Prove the LCM (Least Common Multiple).

Question

$\newcommand{\lcm}{\operatorname{lcm}}$

Let $m,n$ $\in$ $\Bbb N$. The least common multiple ($\lcm$) of $m,n$ is the smallest natural number $x$, such that $m \mid x$ and $n \mid x$. Prove that the $\lcm$ of $m,n$ is equal to ${m,n\over \gcd(m,n)}$.

Here is my proof so far:

${m,n\over \gcd(m,n)}$ is a common multiple of m and n.

I am assuming that $q_m$ and $q_n$ are coprime.

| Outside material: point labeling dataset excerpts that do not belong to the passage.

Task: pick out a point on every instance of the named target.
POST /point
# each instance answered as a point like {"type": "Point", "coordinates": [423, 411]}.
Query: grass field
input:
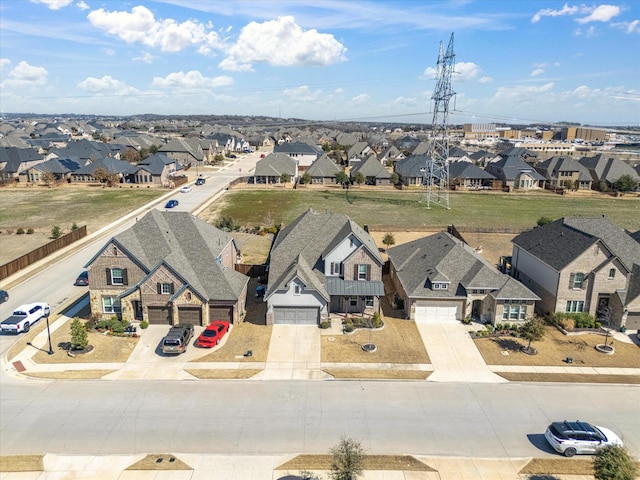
{"type": "Point", "coordinates": [389, 210]}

If $m = q_m \gcd(m,n)$ & $n = q_n \gcd(m,n)$, then ${m,n\over \gcd(m,n)}$ becomes ${q_m \gcd(m,n)q_n \gcd(m,n)\over \gcd(m,n)}$ which equals $q_m q_n \gcd(m,n)$.

So, $m \mid q_m \gcd(m,n)q_n$ & $n \mid q_n \gcd(m,n)q_m$.

Taking $x$ into consideration, $m \mid x$ and $n \mid x$, $x = k_1 m$ and $x = k_2 n$ which is $x = k_1 q_m \gcd(m,n)$ and $x = k_2 q_n \gcd(m,n)$. Since $x$ is equal to itself, we set these equal to each other:

$k_1 q_m \gcd(m,n) = k_2 q_n \gcd(m,n)$

$k_1 q_m = k_2 q_n$

${k_1 \over q_n} = {k_2 \over q_m}$.

So now I'm not really sure where to go from this point. It doesn't really feel like I've proven anything at all...

Update After using the suggestions below and amending my homework, I turned it in to my professor and he said absolutely none of what I said made any sense and refused to give me any homework points. Without a doubt in my mind I believe that my answer was correct, or at least made sense, so I am leaving this question up here to assist other users. I'm just forewarning you that my professor made it fairly clear to me that none of what I had written made any sense so please use this problem with caution. Thank you to everyone that helped me better understand this proof, I really appreciated it.

Answer 1

When $m,n$ are coprime $\newcommand{\lcm}{\operatorname{lcm}}\lcm(m,n)=mn$, now consider $dm,dn$ (every pair of numbers may be written this way) $\lcm(dm,dn)=d \lcm(m,n)=dmn = \frac{(dm)(dn)}{d} = \frac{(dm)(dn)}{\gcd(dm,dn)}$.

Answer 2

Hint $\rm\,\ m,n\mid x\!\iff\! mn\mid mx,nx\!\iff\! mn\mid\overbrace{(mx,nx)}^{\textstyle (m,n)x}\!$ $\rm\iff\! \overbrace{mn/(m,n)}^{\textstyle \ell}\mid x$

Let $\rm\:x = \ell\:$ in $\,(\Leftarrow)\,$ to get $\rm\:m,n\mid \ell,\:$ i.e. $\rm\:\ell\:$ is a common multiple of $\rm\:m,n,\:$ necessarily the least common multiple, since $(\Rightarrow)$ shows $\rm\:m,n\mid x\:\Rightarrow\:\ell\mid x\:\Rightarrow\:\ell\le x.$

Remark $\ $ That $\rm\: m,n\mid x\iff \ell\mid x\,$ is a definition of $\rm\,{\rm lcm}(m,n)\,$ in more general rings since - as above - it implies that $\,\ell\,$ is a common multiple of $\rm\,a,b\,$ that is divisibly least, i.e. it divides every common multiple. See this answer for this universal approach to LCMs and GCDs.

Answer 3

You are almost at the end! We have $k_1q_m=k_2q_n$. But $q_m$ and $q_n$ are relatively prime. That will tell us something about $k_1$, and therefore about the size of $x$.